To enable investments of up to 5 billion yen per company, GCP boldly aimed for its sixth fund to double the size of its predecessor, targeting 40 billion yen. Takamiya recalls, “There were many criticisms questioning growth investment opportunities in Japan and whether there would actually be companies to invest in.”
There was similar skepticism during the fundraising process from investors on GLOBIS Fund VI’s concept and social significance. GCP responded with structural innovation, separating the main fund for new investments and a side fund specifically for additional investments during the growth phase. At last, GLOBIS Fund VI closed at 40 billion yen with the participation of many institutional investors. The fund met with many excellent startups and successfully incorporated them.
Supporting startup growth requires more than just capital. GCP X was established to support organizational development.
Since 2013, with the development of Abenomics’s startup ecosystem, the supply of risk capital in Japan gradually increased, and the number of entrepreneurs taking on significant challenges grew. The scale and vision of these startups required more robust support than ever before. GCP decided this called for a specialized team to support its portfolio companies. In the US VC industry, such “platform teams” were already standard.
In the search for a team leader, GCP met with Takehiko Ono. Ono had experience as an entrepreneur in residence at NetAge, a portfolio company of the GLOBIS Incubation Fund. He also had a twenty-year relationship with GCP and Kariyazono. With this background as an entrepreneur, manager, and headhunter, he was the perfect leader for GCP X, which officially launched in 2020.
Continuing Development of Japan’s Startup Ecosystem
In 2022, GCP embarked on fundraising for GLOBIS Fund VII. Building on the philosophy of GLOBIS Fund VI, the seventh fund focused on investing in startups that aimed to update Japan’s major industries and expand globally. The goal was to address markets and themes that could trigger the creation of next-generation industries. The target startups would need to grow into large companies—essential for Japan to escape its “lost decades.”
In March 2023, GLOBIS Fund VII achieved a final close at 72.7 billion yen. The largest-ever fund for GCP, it enabled investments of up to 10 billion yen per company. Reflecting on the GLOBIS Incubation Fund’s modest 540 million yen in 1996, this was a milestone in the growth of Japan’s startup ecosystem.
Newly appointed partners for this fund were Satoshi Fukushima and Emre Hidekazu Yuasa, both of whom started as inexperienced capitalists and gained experience at GCP. It is rare globally for a venture capital firm to have partners from a third generation.
GCP strengthened its investment and support activities with a focus on the global angle. Investments in deep tech startups, which had been limited since GLOBIS Fund III, now helped foster solutions from Japan. Additionally, GCP opened a new office in San Francisco to support the expansion of its portfolio companies and assist in recruiting executives for their overseas branches.
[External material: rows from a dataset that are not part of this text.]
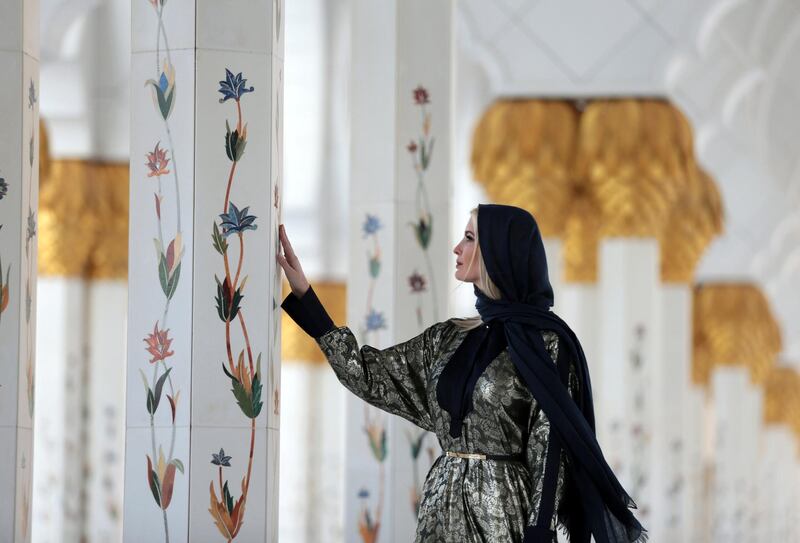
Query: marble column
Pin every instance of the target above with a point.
(736, 342)
(203, 396)
(19, 181)
(401, 101)
(630, 325)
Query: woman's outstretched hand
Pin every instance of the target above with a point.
(291, 265)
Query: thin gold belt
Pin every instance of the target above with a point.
(519, 457)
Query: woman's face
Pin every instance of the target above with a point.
(467, 251)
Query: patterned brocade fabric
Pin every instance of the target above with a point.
(464, 500)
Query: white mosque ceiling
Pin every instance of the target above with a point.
(733, 66)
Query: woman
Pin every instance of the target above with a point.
(507, 393)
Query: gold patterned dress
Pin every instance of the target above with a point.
(464, 500)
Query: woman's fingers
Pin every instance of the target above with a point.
(287, 249)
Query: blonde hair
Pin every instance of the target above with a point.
(484, 282)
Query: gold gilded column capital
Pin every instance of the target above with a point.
(694, 221)
(782, 397)
(733, 325)
(83, 219)
(603, 168)
(522, 154)
(296, 345)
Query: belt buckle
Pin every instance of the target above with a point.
(473, 456)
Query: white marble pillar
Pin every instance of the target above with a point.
(203, 358)
(61, 385)
(693, 509)
(736, 415)
(630, 323)
(775, 478)
(672, 410)
(19, 181)
(400, 257)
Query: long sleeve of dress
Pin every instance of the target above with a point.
(393, 379)
(536, 456)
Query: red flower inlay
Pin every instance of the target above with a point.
(157, 161)
(158, 344)
(421, 96)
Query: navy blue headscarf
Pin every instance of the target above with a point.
(594, 503)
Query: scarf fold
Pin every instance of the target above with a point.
(594, 503)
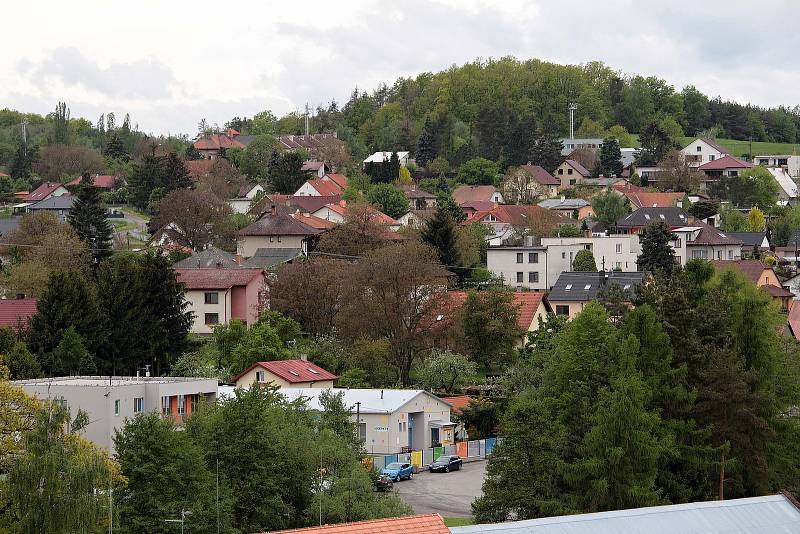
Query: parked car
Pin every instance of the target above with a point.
(446, 463)
(398, 471)
(383, 483)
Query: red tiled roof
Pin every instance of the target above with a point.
(578, 167)
(214, 278)
(540, 174)
(473, 193)
(413, 524)
(293, 371)
(458, 402)
(43, 191)
(339, 179)
(103, 181)
(725, 162)
(325, 187)
(16, 312)
(647, 199)
(751, 269)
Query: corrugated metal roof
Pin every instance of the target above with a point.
(773, 514)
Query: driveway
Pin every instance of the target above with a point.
(449, 494)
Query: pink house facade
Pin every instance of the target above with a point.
(216, 295)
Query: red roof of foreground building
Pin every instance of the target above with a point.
(16, 313)
(103, 181)
(725, 162)
(293, 371)
(413, 524)
(216, 278)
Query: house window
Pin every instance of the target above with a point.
(362, 431)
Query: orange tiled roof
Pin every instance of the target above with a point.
(413, 524)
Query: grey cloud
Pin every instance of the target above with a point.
(144, 78)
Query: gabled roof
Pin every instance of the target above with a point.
(540, 174)
(776, 514)
(210, 257)
(292, 371)
(674, 217)
(564, 204)
(325, 187)
(43, 191)
(649, 199)
(17, 312)
(584, 286)
(102, 181)
(216, 278)
(472, 193)
(578, 167)
(414, 524)
(725, 162)
(382, 401)
(750, 269)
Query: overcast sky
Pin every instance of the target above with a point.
(171, 63)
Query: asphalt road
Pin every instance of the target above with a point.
(449, 494)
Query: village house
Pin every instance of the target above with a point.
(574, 208)
(702, 151)
(109, 401)
(571, 173)
(281, 228)
(217, 295)
(573, 290)
(285, 373)
(330, 184)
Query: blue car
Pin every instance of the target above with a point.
(397, 471)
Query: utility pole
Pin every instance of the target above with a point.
(572, 107)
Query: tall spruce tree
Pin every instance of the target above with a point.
(657, 254)
(88, 218)
(426, 149)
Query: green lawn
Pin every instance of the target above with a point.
(737, 148)
(458, 521)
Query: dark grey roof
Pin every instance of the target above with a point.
(583, 286)
(9, 224)
(675, 217)
(63, 202)
(775, 514)
(266, 258)
(210, 257)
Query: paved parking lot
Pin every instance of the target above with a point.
(449, 494)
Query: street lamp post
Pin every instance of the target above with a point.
(182, 520)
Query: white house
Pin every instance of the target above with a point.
(701, 151)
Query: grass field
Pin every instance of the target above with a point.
(737, 148)
(458, 521)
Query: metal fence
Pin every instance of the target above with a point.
(466, 449)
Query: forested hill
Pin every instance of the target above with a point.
(485, 107)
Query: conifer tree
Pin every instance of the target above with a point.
(88, 218)
(426, 151)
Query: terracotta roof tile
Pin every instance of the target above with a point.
(16, 312)
(215, 278)
(414, 524)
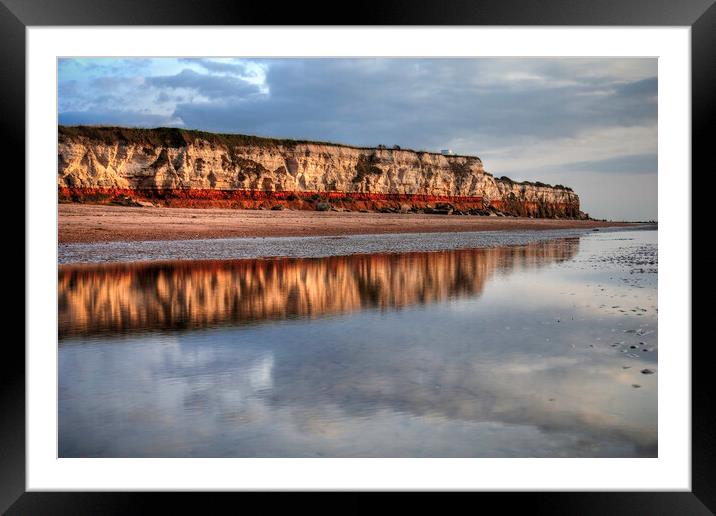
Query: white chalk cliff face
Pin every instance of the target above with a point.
(174, 159)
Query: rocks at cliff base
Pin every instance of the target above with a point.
(175, 167)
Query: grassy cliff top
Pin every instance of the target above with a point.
(177, 137)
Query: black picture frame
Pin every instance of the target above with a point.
(700, 15)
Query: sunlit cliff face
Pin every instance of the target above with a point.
(178, 295)
(181, 168)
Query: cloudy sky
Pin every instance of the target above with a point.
(587, 123)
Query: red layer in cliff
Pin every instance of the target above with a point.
(320, 201)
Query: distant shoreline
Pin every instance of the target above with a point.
(80, 223)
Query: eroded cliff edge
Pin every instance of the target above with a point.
(177, 167)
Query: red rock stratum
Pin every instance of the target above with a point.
(181, 168)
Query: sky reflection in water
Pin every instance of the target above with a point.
(505, 352)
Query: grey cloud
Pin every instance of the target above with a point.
(212, 86)
(115, 117)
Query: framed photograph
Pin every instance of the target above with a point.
(433, 250)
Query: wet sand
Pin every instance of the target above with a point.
(82, 223)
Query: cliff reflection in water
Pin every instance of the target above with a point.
(121, 298)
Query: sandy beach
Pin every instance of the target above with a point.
(96, 223)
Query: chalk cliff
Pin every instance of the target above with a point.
(177, 167)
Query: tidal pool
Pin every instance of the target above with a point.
(547, 349)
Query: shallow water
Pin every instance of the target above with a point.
(302, 247)
(519, 351)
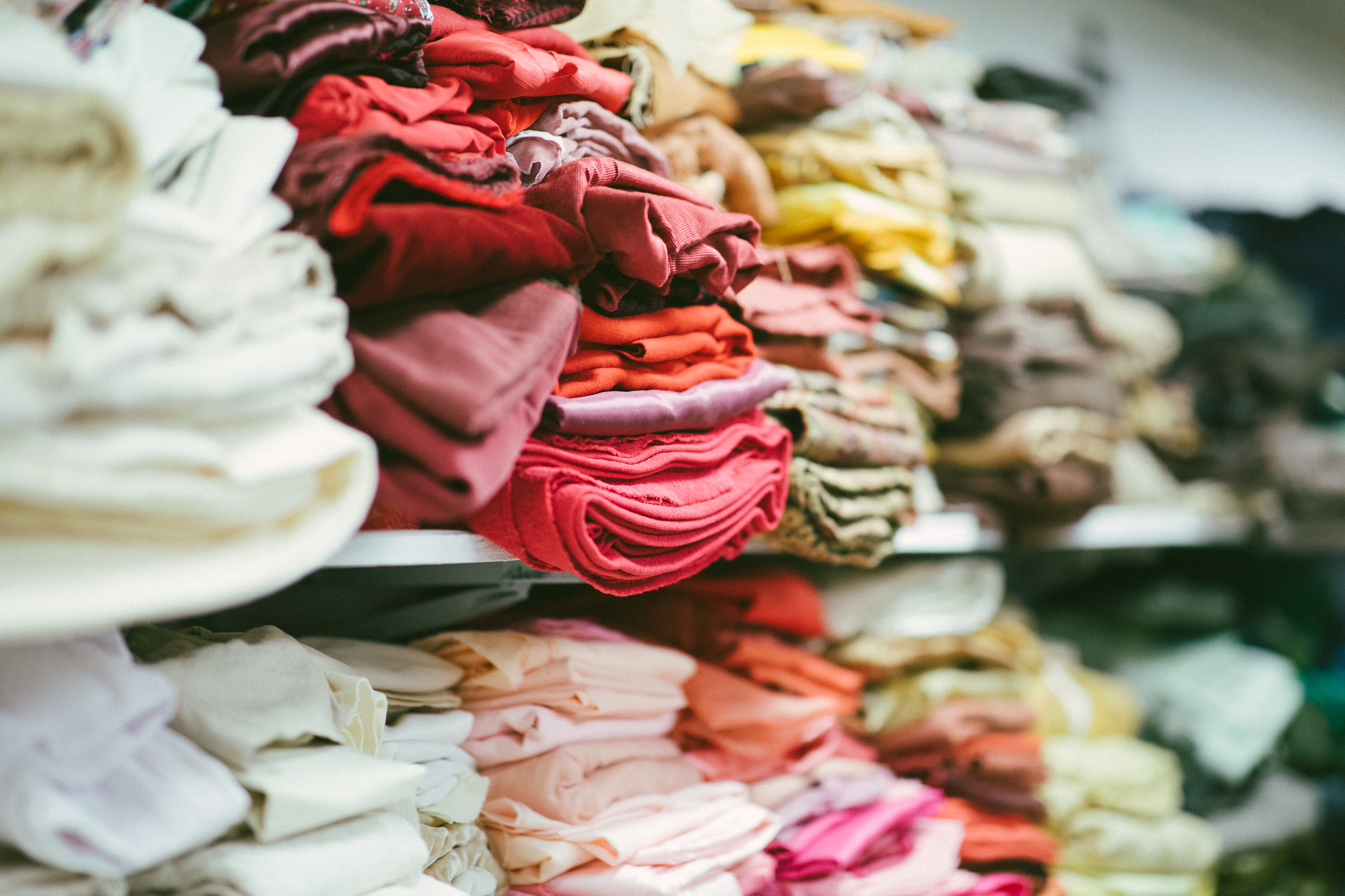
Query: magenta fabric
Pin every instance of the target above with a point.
(649, 233)
(507, 352)
(836, 841)
(644, 410)
(638, 513)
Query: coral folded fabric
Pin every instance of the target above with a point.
(659, 244)
(275, 50)
(451, 424)
(669, 350)
(638, 513)
(643, 410)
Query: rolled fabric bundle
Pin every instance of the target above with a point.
(507, 15)
(175, 482)
(908, 171)
(798, 90)
(583, 129)
(514, 68)
(575, 782)
(704, 143)
(266, 57)
(651, 236)
(178, 336)
(910, 245)
(449, 443)
(69, 155)
(646, 410)
(669, 350)
(844, 516)
(596, 507)
(435, 119)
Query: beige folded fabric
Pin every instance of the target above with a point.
(1098, 840)
(1038, 437)
(575, 782)
(349, 858)
(459, 855)
(66, 155)
(302, 789)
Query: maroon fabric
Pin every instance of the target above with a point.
(318, 174)
(637, 513)
(517, 14)
(280, 49)
(655, 238)
(499, 352)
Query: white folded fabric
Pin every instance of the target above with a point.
(300, 789)
(180, 336)
(349, 858)
(173, 482)
(94, 782)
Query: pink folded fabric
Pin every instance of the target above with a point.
(518, 732)
(576, 782)
(643, 512)
(930, 863)
(836, 841)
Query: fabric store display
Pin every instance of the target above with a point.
(572, 131)
(709, 828)
(647, 410)
(808, 293)
(693, 497)
(268, 55)
(97, 782)
(331, 860)
(453, 426)
(575, 782)
(667, 350)
(655, 243)
(705, 144)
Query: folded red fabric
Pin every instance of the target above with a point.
(507, 66)
(655, 238)
(637, 513)
(670, 350)
(509, 343)
(435, 119)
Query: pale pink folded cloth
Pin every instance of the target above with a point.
(579, 679)
(705, 822)
(576, 782)
(926, 868)
(518, 732)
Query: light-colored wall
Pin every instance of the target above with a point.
(1207, 106)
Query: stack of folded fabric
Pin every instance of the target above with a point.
(587, 791)
(1116, 805)
(759, 704)
(162, 345)
(856, 450)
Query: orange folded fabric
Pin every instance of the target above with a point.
(997, 839)
(673, 350)
(747, 719)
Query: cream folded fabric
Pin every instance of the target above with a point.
(174, 482)
(579, 679)
(575, 782)
(518, 732)
(459, 855)
(302, 789)
(1119, 774)
(94, 781)
(179, 336)
(349, 858)
(534, 849)
(409, 679)
(23, 878)
(1098, 840)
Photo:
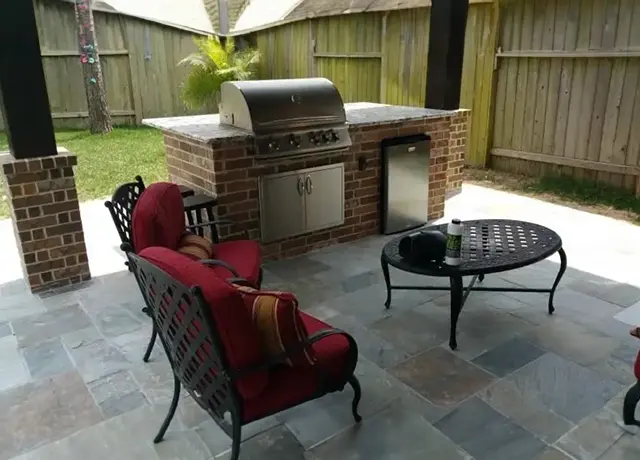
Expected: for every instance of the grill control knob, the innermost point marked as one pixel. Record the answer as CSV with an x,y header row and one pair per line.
x,y
294,140
313,138
273,145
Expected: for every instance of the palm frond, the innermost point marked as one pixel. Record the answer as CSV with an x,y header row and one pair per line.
x,y
212,64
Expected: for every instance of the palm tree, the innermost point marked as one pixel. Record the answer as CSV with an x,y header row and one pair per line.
x,y
214,63
99,116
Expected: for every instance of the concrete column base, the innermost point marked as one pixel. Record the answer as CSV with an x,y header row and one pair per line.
x,y
46,219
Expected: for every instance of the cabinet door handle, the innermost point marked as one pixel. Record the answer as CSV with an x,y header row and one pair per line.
x,y
308,184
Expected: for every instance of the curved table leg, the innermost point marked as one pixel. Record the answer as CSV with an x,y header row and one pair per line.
x,y
563,267
387,281
456,308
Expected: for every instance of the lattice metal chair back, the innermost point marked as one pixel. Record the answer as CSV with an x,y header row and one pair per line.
x,y
189,336
121,207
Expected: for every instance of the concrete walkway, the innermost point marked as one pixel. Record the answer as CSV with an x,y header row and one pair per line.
x,y
522,385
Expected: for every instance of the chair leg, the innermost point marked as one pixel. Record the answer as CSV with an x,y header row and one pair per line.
x,y
236,440
172,411
353,381
629,407
152,342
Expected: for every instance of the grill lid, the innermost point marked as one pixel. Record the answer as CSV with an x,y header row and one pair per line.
x,y
287,117
264,106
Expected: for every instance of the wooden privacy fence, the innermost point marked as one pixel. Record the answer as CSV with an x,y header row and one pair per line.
x,y
139,62
568,90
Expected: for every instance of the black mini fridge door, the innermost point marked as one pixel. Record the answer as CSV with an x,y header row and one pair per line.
x,y
405,183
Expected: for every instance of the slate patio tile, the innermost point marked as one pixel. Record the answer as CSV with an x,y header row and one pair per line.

Coincidentally, the Japanese government declared 2022 the “first year of startup creation.” At the end of the year, it announced the Five-Year Plan for Startup Development. The government demonstrated its commitment with an unprecedented budget of approximately 1 trillion yen for startup-related policies.
In this environment, where both the public and private sectors must unite to promote startups, GCP continues to take on new challenges that contribute to the growth of Japan’s startup ecosystem.